Social Media And Peace: Lessons From Kenya

The words of former United States President Abraham Lincoln, “government of the people for the people and by the people,” have become the go-to definition of democracy by many. The majority make decisions that bind not only themselves but also the minority. In 2017, Kenyans once again go to the polls and vote and all around are countdowns of days, hours, minutes and seconds to August 4. Politicians once again are on the campaign trail to promise heaven to their electorate; with the opposition urging the citizenry to refuse to let the reign of the current government continue. The government, on the other hand, continues to make its case for a second 5-year term reminding the electorate of the work they have done, mainly in the form of infrastructure development and promising even more, should they be allowed another opportunity at governance.

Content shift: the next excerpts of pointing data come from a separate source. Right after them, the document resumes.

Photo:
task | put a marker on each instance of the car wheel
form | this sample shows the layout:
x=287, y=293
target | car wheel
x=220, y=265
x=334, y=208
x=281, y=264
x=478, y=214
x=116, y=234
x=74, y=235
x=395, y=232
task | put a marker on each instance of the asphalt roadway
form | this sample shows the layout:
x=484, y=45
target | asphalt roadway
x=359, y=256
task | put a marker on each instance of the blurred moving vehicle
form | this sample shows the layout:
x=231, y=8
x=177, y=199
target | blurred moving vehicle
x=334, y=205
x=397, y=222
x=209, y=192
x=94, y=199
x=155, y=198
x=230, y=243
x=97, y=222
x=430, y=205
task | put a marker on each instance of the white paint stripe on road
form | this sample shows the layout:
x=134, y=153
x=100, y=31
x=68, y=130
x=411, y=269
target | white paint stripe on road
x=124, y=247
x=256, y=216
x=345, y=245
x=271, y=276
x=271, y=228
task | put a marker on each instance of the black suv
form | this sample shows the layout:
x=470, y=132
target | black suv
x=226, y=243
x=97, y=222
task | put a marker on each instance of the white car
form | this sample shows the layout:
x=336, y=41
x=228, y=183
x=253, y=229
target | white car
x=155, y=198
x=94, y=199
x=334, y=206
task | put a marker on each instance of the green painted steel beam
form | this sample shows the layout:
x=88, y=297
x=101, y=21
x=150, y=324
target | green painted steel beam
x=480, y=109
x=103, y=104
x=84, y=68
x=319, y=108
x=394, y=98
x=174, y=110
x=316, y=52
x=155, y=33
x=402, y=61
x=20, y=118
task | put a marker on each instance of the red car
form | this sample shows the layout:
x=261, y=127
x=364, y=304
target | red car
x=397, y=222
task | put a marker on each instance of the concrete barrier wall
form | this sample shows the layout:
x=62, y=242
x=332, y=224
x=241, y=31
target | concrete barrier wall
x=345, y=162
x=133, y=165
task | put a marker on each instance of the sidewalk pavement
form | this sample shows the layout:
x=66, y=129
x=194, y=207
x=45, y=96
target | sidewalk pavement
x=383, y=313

One of the opposition’s main arguments for their own government and against the current one is that in the years that the government has been in power, prices of commodities have risen dramatically and have continued to skyrocket. The average Kenyan’s basket of daily necessities comprises maize flour, bread, milk and sometimes wheat flour. Maize meal is the country’s staple food and the bedrock of the nation. Farmers across the country grow maize whether for sale or for their own consumption. So crucial is maize to the country, as is fufu to West African countries like Ghana and Nigeria, that whether or not the country is food secure or is facing starvation is determined by the number of sacks of maize harvested and in the government’s warehouses.

Kenyans on social media, especially those on Twitter, are known to be ungovernable when it comes to voicing their opinions on different issues. Sometimes it goes overboard when it gets very personal and insults start flying around. A perfect example is the reaction to former Finance Minister David Mwiraria’s death when tweets were sent out saying that death does not spare anyone, even those that have enriched themselves using stolen funds. Mr. Mwiraria was allegedly a party to the Anglo–Leasing scandal that saw the country lose billions of dollars.

As a reaction to the rising prices of basic commodities,  Kenyans have taken to making memes about the situation; some memes depict that now the way to capture the attention of a woman is not to buy her roses and fancy dinners, rather it is to get her a packet of milk and maize flour. Another idea has been the idea that now wealth is not defined by the car that one drives, but rather whether or not they can buy a packet of milk and maize flour, and how many packets they can buy. Other memes show Kenyans storing maize flour in safes as is done with valuables such as jewellery and money.

It is indeed a sad situation that life is only becoming more expensive but it is heart-warming to see humour being used to deal with the challenges life keeps hurling in people’s direction. Social media is definitely a double edged sword. Sometimes, it is a source of pain, especially when used to propagate hate and spread messages of violence as is the norm particularly with issues of religion, race and gender. Other times, it keeps us glued to our smartphones, tablets, computers, and other devices because of the humour shared among different people from all parts of the globe, such as messages of peace, love, unity and hope.

It is little things like these that remind us that there are other ways of dealing with different are more peaceful situations do not involve bloodshed, instead, it ingrains a tolerance within us for differences and the importance of learning to agree to disagree.